In May 2008, 15 past and current female ski jumpers filed a lawsuit against the Vancouver Organizing Committee (VANOC) for excluding their sport from the XXI Winter Olympiad. They argued that their equality rights under Sec. 15 of the Charter were being violated because the 2010 Games will host three ski jumping events for men and none for women. On November 13, the case was dismissed by the B.C. Court of Appeal.

VANOC had excluded women’s ski jumping — which has never been an Olympic event — because the sport did not meet the International Olympic Committee (IOC) criteria for inclusion in effect when Vancouver was granted the Games.

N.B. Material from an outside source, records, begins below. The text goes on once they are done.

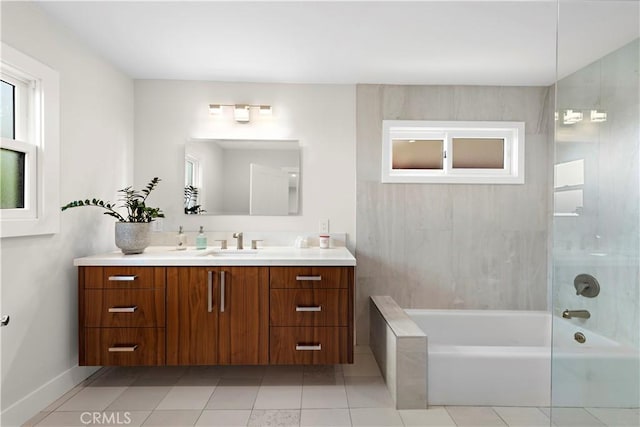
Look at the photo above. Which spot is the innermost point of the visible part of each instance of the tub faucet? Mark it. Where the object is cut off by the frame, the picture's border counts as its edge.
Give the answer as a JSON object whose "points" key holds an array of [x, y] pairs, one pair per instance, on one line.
{"points": [[238, 236], [582, 314]]}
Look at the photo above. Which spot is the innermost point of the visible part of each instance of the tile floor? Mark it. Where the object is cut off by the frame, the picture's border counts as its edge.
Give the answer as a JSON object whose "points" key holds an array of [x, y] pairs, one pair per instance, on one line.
{"points": [[348, 395]]}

According to those criteria, which continue to be applied in practice, a sport has to have a recognized international standing and have been included at least twice in world or continental championships. Although men’s ski jumping also fails to meet the criteria, these events are protected by a grandfathering provision in the Olympic Charter.

Fenlon concluded that while excluding women was discriminatory, VANOC was not in breach of the Charter. The reason: VANOC is governed by the IOC and the Charter does not apply to either the IOC or its charter rules. As Fenlon stated, VANOC cannot be “under a duty to distribute equally what it has no power to provide.” And so the women ski jumpers remain out in the cold.

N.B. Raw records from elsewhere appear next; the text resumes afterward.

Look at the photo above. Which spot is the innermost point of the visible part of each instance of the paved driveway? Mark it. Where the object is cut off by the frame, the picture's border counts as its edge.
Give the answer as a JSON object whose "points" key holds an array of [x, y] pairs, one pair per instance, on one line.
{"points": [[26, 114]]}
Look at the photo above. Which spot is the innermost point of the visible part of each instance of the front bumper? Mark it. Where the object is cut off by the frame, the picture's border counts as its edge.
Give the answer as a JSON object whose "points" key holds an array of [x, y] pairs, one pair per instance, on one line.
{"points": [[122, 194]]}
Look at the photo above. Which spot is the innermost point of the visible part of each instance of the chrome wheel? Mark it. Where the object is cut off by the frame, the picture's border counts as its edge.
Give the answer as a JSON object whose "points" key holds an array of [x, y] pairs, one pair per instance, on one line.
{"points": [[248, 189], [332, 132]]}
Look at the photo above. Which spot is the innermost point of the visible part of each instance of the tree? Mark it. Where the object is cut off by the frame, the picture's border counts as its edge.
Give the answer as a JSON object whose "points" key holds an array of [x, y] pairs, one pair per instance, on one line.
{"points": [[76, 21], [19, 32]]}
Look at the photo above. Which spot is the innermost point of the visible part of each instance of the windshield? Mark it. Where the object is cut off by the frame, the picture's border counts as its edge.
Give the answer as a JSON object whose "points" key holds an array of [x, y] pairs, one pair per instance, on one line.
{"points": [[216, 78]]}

Merely a recreational athlete myself, I can’t profess to know the heartache of being the best in your sport, only to miss out on the opportunity to showcase it at the highest level. But I do recall my days as a high school athlete: the men’s teams received the majority of school funding, while my teammates and I had to shell out our own cash for our warm-up uniforms.

Given the sympathy I feel for women athletes, why am I happy with the decision?

I struggled with this for some time before I realized my problem. It wasn’t the technical legal arguments or even the Charter analysis, which like any red-blooded law school nerd, I actually loved. I was struck instead by the plaintiffs’ strategy — and I was incensed by it.

In their quest for equality, the women were hoping to create a domino effect. According to Justice Fenlon’s decision, the plaintiffs knew that VANOC could not force the IOC to add women’s ski jumping to the Games.

Rather, they hoped that a ruling in their favour would exert enough pressure on VANOC to cancel the men’s events. Then the IOC, faced with the undesirable option of having no ski jumping events at all, would allow the women to compete.

Such a plan ran the very real risk of making the men ski jumpers the real losers here. It reminds me of Alexis de Tocqueville’s famous quote, “Americans are so enamored of equality that they would rather be equal in slavery than unequal in freedom.”

I doubt the women ski jumpers want to see their sport cancelled altogether. Rather, they took this route because they lacked any alternatives. But no matter their strategy or the desired outcome, if I were judging their performance, I’d give the ski jumpers a low score for their technique.

Erin McDermid is an associate at McKenzie Lake Lawyers LLP in London, Ontario. The majority of her practice is in sports law where she works closely with Prof. Richard H. McLaren. She also practices commercial litigation and franchise law.